Introduction

1.1 Motivation and background

Decision-making problems involve both quantitative and non-quantitative factors. The non-quantitative factors are not usually well defined or are subjectively determined by the decision-maker. Such factors cannot be included in the mathematical models while the quantitative factors are modeled as multiple objective linear programming (MOLP). The coefficients in MOLP may obtainable, well defined, or not sensitive to the final solution. An example of MOLP may be projects of government investment, in which the minimization objective functions (inputs) may be manpower, machines, construction costs, operation costs, other controllable costs and uncontrollable costs while the maximization objective functions (outputs) may be revenues, rate of population growth, growth of economic improvement.

Project selection problems have received substantial attention in recent decades (Martino, 1995). This research concerns the problem of selection and evaluation of collective projects from a feasible set of projects. There are many difficulties associated with the evaluation problems of collective projects, such as multiple conflicting objectives, non-quantitative objects, and the enormous number of possible combinations. In this paper, each subset of the projects is treated as a single portfolio, and evaluated against a relative production technology. Many researchers have proposed the evaluation and selection of projects in a portfolio (Oral et al., 1991; Cook & Green, 2000; Linton et al., 2002). It is desired to establish the portfolios of projects that can be justified as making the best use of available resources. It involves the evaluation, from a larger set of projects, of each portfolio to be undertaken. The problem discussed here falls firmly into the multiple criteria decision-making (MCDM) arena.

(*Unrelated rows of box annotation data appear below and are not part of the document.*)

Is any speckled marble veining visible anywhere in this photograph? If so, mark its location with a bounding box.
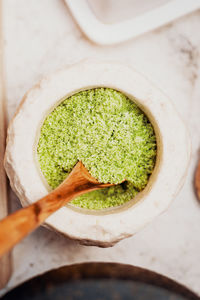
[2,0,200,295]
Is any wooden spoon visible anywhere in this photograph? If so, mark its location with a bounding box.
[0,162,113,256]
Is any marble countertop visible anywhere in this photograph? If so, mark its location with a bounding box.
[1,0,200,295]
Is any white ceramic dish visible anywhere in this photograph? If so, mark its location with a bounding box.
[5,61,190,247]
[65,0,200,45]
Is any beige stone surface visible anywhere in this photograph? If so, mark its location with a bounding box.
[2,0,200,295]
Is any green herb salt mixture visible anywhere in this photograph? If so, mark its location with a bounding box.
[37,88,156,210]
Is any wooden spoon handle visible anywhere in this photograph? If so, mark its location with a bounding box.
[0,198,67,256]
[0,162,111,256]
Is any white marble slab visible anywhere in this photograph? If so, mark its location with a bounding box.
[1,0,200,295]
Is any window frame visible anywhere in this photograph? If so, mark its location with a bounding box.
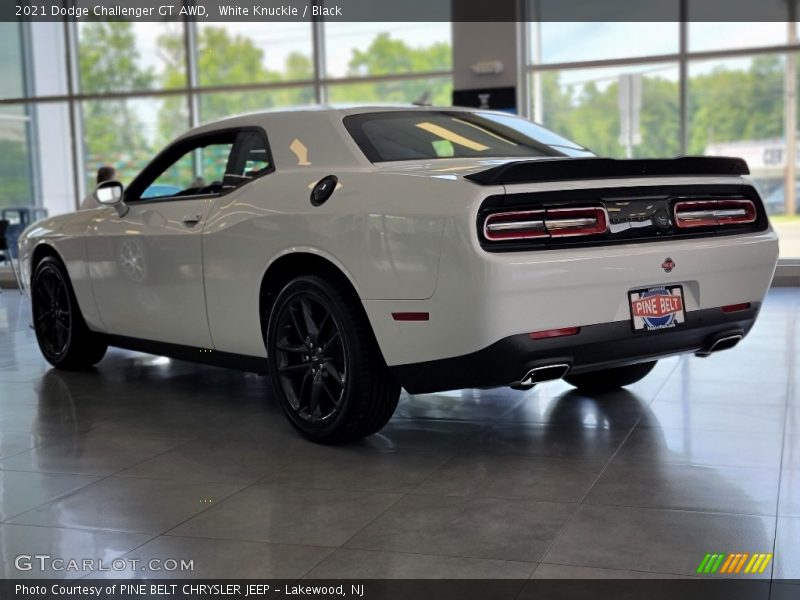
[342,107,593,164]
[124,125,275,205]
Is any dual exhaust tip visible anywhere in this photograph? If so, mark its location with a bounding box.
[516,333,744,386]
[694,333,744,358]
[519,363,572,386]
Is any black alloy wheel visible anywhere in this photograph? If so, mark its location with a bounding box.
[32,263,72,361]
[31,256,108,369]
[262,275,400,444]
[275,292,348,425]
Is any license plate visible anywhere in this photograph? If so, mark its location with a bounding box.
[628,285,686,331]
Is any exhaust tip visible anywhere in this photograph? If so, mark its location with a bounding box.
[695,333,744,358]
[519,363,570,385]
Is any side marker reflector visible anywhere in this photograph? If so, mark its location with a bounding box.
[722,302,750,312]
[528,327,581,340]
[392,313,431,321]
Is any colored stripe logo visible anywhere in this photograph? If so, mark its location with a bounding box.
[697,552,772,575]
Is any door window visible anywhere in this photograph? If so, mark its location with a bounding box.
[128,130,273,200]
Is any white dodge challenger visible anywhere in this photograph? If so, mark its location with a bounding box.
[20,107,778,443]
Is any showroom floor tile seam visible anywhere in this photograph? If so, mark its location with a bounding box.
[301,546,539,581]
[288,482,422,579]
[0,432,202,476]
[532,561,708,584]
[0,434,216,534]
[529,360,683,579]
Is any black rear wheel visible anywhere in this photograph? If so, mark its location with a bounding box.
[31,256,108,369]
[266,275,400,443]
[564,360,658,392]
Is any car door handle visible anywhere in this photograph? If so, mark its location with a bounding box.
[181,215,203,227]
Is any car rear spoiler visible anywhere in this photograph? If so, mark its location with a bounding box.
[466,156,750,185]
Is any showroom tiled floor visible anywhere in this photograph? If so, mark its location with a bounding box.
[0,289,800,584]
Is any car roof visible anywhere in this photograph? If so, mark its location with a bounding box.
[202,104,514,128]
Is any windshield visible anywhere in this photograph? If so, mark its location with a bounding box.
[344,110,593,162]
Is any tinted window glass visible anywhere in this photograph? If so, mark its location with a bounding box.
[142,142,233,198]
[344,111,591,162]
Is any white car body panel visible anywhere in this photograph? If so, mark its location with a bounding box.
[20,108,778,392]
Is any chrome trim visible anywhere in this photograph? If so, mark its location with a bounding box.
[694,333,744,358]
[519,363,572,385]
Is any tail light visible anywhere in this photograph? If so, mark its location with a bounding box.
[674,198,756,229]
[483,206,608,242]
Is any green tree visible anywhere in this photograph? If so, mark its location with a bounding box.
[329,32,453,106]
[158,27,314,131]
[78,22,154,189]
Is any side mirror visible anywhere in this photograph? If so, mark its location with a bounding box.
[94,181,128,217]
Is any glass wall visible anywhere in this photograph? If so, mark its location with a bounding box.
[527,17,800,258]
[0,21,452,213]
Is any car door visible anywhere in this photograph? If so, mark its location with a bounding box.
[87,130,239,348]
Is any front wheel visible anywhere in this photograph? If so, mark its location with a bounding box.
[564,360,658,392]
[31,256,108,369]
[266,275,400,444]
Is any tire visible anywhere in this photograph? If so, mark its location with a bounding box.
[31,256,108,370]
[265,275,400,444]
[564,360,658,392]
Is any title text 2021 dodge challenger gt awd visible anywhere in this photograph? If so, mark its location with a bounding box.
[20,107,778,442]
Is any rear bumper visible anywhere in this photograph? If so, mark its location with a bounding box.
[391,303,761,394]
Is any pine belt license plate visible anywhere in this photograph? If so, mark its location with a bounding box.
[628,285,686,331]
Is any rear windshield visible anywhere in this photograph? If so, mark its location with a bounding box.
[344,110,592,162]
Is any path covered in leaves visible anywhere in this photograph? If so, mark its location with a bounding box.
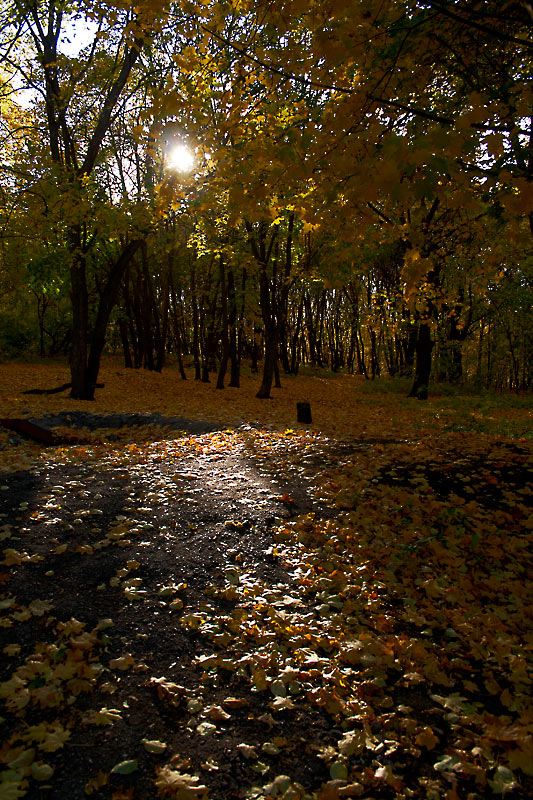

In MCDM, there are a number of alternatives among which a decision-maker must decide. Each alternative is described by its performance according to certain criteria, attributes, or objectives. Stewart (1996) defines a criterion as being a particular point of view according to which alternatives may be assessed and rank-ordered. An attribute is a particular feature of the alternative with which a numerical measure can be associated. An objective is a specific direction of preference defined in terms of an attribute. The aim of MCDM is to provide support to a decision-maker in making the best choice among alternatives, and to

Data envelopment analysis (DEA) is a robust and valuable methodology for frontier estimation (Charnes et al., 1978). Based on mathematical programming techniques, it is particularly suited to estimating multiple input and output production correspondence. In the last two decades, DEA has become a popular method for analyzing the efficiency of various organization units (Norman & Stoker, 1991) which differ both in the quantities of inputs they consume and in the outputs they produce, and does not require any subjective or economic parameters (weights, prices, etc.). Many studies have been concerned with the efficiency of production. It is clear that DEA is now playing a wider role in management science. In particular, DEA approaches have assumed important status within the toolkits of investigators concerned with MCDM (Joro et al., 1998).

It is worthwhile to identify the role of our problem in the related academic studies.

DEA and MCDM are two related techniques that have received considerable attention in the OR/MS literature. Many papers have proposed to analyze the links between DEA and MCDM (Belton & Vickers, 1993; Stewart, 1996; Joro et al., 1998; Sarkis, 2000). The success of DEA in the area of performance evaluation, with formal analogies between DEA and MCDM, has led some authors to propose DEA as a tool for MCDM (Doyle & Green, 1993; Stewart, 1994;

Bouyssou, 1999; Liu et al., 2000). There appears, nevertheless, to be little interaction between these two sub-fields, despite the fact that they address rather similar problems. In general, the aim of DEA is not to select one optimal decision-making unit (DMU), but rather to separate efficient DMUs from inefficient ones and to indicate the ‘efficient peers’ for each inefficient DMU. The MCDM and DEA formulations coincide (although their ultimate aims may still differ) if we view inputs and outputs as criteria or attributes for evaluating DEA, with minimized inputs and maximized outputs as associated objectives (Belton & Vickers, 1993).

Many researchers have discussed the project selection problems in various forms.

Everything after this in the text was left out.